Они проходят мимо шатра гадалки, мою мать тянет туда, отца — нет. У них завязывается спор. Мать артачится, отец снова выходит из себя, они ссорятся, отцу хочется уйти, а мать бросить здесь, но он понимает: так нельзя. Мою мать не сдвинешь. Она вот-вот заплачет, но ей приспичило узнать, что нагадает хиромантка. Мой отец — куда денешься — вынужден пойти ей навстречу, и оба заходят в шатер, чем-то напоминающий будку фотографа: он так же затянут черной тканью, в нем такой же притемненный свет. Здесь тоже жарко, отец, тыча пальцем в хрустальный шар на столе, твердит, что все это чушь собачья. Гадалка — она появляется откуда-то сзади, — жирная приземистая тетка, облаченная в восточного пошиба одеяния, приветствует их, у нее сильный акцент. Внезапно отец чувствует, что ему здесь невмоготу, но мать уперлась — и ни с места. И тут-то отец в бешенстве бросает материнскую руку и выскакивает из шатра, моя мать ошарашена — вот уж чего не ожидала, того не ожидала. Она порывается пойти за отцом, но гадалка вцепилась в ее руку, упрашивает не уходить, а я в кинозале до того потрясен, что и не выразить: чувство такое, будто я иду по канату, протянутому под самым куполом битком набитого цирка и вдруг вижу, что канат вот-вот порвется, — я вскакиваю и снова выкрикиваю первые пришедшие на ум слова, хочу излить на публику леденящий меня страх, и снова билетер мчится по проходу, освещая себе путь фонариком, и снова старушка увещевает меня, а ошеломленная публика оборачивается и глазеет на меня, а я все выкрикиваю: «Что они делают? Они что, не понимают, что делают? Почему моя мать не догоняет отца? Если он уйдет, что она будет делать?

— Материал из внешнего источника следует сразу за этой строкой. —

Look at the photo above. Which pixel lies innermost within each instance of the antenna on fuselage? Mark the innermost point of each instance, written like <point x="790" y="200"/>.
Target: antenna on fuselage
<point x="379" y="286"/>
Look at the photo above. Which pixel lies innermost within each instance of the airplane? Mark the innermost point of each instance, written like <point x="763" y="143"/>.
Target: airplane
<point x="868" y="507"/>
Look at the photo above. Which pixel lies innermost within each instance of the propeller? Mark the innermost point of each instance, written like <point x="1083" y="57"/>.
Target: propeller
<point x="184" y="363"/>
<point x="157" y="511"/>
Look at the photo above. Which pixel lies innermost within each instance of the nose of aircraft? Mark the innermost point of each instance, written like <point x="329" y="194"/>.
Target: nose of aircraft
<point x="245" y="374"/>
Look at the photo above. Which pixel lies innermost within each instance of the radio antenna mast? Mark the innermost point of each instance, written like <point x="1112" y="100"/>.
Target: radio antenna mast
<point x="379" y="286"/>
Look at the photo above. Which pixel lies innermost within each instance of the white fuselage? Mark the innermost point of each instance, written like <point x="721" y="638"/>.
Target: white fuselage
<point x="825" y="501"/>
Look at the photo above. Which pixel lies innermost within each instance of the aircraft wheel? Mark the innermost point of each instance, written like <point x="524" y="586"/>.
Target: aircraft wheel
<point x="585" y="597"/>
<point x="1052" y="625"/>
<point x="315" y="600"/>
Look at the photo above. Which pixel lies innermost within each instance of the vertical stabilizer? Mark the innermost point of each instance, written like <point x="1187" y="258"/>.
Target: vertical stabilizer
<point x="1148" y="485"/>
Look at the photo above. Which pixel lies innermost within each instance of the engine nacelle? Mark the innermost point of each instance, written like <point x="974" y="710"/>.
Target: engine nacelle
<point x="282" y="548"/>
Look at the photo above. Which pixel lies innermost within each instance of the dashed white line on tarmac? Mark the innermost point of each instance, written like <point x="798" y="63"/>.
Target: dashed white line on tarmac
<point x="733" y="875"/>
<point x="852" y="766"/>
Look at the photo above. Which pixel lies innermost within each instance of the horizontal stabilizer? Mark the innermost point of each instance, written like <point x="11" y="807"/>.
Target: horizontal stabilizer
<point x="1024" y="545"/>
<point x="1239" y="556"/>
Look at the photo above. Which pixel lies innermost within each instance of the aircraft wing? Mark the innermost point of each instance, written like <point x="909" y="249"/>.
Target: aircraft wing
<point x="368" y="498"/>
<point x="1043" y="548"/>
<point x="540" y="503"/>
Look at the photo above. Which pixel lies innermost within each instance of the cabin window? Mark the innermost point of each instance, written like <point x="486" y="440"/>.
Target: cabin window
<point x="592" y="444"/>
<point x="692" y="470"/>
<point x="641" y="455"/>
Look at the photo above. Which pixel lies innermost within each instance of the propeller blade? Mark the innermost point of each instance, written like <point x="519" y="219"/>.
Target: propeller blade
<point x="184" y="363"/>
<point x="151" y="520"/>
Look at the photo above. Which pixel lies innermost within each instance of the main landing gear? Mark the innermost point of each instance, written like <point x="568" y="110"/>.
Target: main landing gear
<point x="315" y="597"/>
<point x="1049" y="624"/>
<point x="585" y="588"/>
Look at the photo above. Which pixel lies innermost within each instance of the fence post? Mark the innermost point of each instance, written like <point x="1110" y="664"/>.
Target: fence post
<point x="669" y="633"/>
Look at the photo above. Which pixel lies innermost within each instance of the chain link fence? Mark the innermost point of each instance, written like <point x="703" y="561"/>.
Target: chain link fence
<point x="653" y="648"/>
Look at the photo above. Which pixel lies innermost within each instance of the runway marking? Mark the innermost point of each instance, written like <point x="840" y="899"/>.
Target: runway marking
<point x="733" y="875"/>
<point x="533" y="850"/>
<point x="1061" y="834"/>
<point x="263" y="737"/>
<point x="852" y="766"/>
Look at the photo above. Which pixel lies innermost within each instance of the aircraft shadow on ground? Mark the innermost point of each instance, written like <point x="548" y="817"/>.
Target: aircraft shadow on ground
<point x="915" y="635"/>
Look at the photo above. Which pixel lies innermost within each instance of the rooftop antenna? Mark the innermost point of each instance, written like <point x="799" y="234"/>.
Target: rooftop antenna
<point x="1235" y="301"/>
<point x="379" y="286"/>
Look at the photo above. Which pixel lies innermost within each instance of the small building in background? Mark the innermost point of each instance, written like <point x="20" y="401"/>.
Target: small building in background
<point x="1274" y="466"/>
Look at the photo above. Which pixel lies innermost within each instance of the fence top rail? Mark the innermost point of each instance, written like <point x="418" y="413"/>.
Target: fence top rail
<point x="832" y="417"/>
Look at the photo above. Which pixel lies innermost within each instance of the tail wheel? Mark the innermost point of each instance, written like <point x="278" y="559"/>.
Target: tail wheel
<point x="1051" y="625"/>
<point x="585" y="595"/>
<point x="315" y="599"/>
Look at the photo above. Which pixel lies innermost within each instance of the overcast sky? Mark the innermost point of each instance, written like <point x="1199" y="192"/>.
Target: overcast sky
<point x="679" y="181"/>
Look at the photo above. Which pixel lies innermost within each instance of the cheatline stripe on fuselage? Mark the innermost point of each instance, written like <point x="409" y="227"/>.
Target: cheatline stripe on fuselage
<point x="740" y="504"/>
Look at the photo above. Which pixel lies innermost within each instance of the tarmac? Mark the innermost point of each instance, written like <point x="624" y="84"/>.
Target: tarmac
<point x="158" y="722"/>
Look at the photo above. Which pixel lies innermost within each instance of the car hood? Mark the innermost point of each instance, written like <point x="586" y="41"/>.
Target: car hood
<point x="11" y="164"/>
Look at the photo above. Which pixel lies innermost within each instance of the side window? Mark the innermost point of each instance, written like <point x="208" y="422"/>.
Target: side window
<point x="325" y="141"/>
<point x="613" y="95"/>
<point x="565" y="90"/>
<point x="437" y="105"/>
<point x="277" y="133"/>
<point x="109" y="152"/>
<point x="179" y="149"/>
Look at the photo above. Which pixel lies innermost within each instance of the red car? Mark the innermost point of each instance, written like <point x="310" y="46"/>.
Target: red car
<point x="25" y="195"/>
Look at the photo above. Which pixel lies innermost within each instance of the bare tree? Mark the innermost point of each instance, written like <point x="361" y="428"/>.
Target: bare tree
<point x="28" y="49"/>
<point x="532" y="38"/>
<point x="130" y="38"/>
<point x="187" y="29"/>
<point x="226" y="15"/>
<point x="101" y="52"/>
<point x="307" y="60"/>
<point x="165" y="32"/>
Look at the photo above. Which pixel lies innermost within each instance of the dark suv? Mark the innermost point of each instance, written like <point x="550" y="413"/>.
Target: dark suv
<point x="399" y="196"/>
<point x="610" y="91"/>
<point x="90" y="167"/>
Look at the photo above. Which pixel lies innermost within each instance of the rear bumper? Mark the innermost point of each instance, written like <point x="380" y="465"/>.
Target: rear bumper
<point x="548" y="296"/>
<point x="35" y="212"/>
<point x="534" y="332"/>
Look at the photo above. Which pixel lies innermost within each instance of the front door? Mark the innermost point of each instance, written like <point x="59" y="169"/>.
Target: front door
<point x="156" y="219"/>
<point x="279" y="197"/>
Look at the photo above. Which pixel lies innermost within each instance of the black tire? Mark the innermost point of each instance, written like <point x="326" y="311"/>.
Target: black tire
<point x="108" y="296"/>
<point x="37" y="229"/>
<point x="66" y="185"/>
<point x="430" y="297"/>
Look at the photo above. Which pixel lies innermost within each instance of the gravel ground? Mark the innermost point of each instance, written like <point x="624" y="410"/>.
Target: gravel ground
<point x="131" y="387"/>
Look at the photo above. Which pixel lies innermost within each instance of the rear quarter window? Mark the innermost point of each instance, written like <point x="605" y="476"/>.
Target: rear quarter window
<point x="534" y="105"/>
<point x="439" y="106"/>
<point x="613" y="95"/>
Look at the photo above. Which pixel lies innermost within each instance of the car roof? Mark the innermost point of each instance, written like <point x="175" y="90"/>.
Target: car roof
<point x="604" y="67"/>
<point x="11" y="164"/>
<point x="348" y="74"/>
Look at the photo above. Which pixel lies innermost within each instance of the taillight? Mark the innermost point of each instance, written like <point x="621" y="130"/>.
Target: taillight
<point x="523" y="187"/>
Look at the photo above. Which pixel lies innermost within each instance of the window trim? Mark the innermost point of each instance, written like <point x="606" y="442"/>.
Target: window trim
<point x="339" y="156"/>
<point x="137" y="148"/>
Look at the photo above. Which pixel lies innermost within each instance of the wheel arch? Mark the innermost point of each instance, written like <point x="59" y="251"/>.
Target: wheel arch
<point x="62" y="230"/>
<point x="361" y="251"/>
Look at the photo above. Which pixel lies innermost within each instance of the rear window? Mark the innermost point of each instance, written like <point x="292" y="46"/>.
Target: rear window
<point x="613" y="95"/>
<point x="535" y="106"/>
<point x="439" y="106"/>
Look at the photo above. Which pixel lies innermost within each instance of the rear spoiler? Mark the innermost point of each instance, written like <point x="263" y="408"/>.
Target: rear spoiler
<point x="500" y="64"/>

Мой отец, он что, не понимает, что делает?» Тем временем билетер хватает меня за руку и тащит за собой, приговаривая: «Вы что себе позволяете? Вы что, не понимаете — нельзя вести себя как бог на душу положит? Вам, молодой человек, поопастись бы скандалить — у вас вся жизнь впереди. Вы что, совсем не думаете, что делаете? Так себя не ведут, а на людях и подавно. Не будете вести себя, как положено, пожалеете, где ж это видано так кричать, куда ж это годится, вы и сами скоро поймете: ничего даром не проходит», — говорит он, выволакивая меня через вестибюль кинотеатра на залитую холодным светом улицу, и я просыпаюсь промозглым зимним утром — утром дня моего рождения, мне двадцать один год, подоконник занесен снегом, он сверкает — настало утро.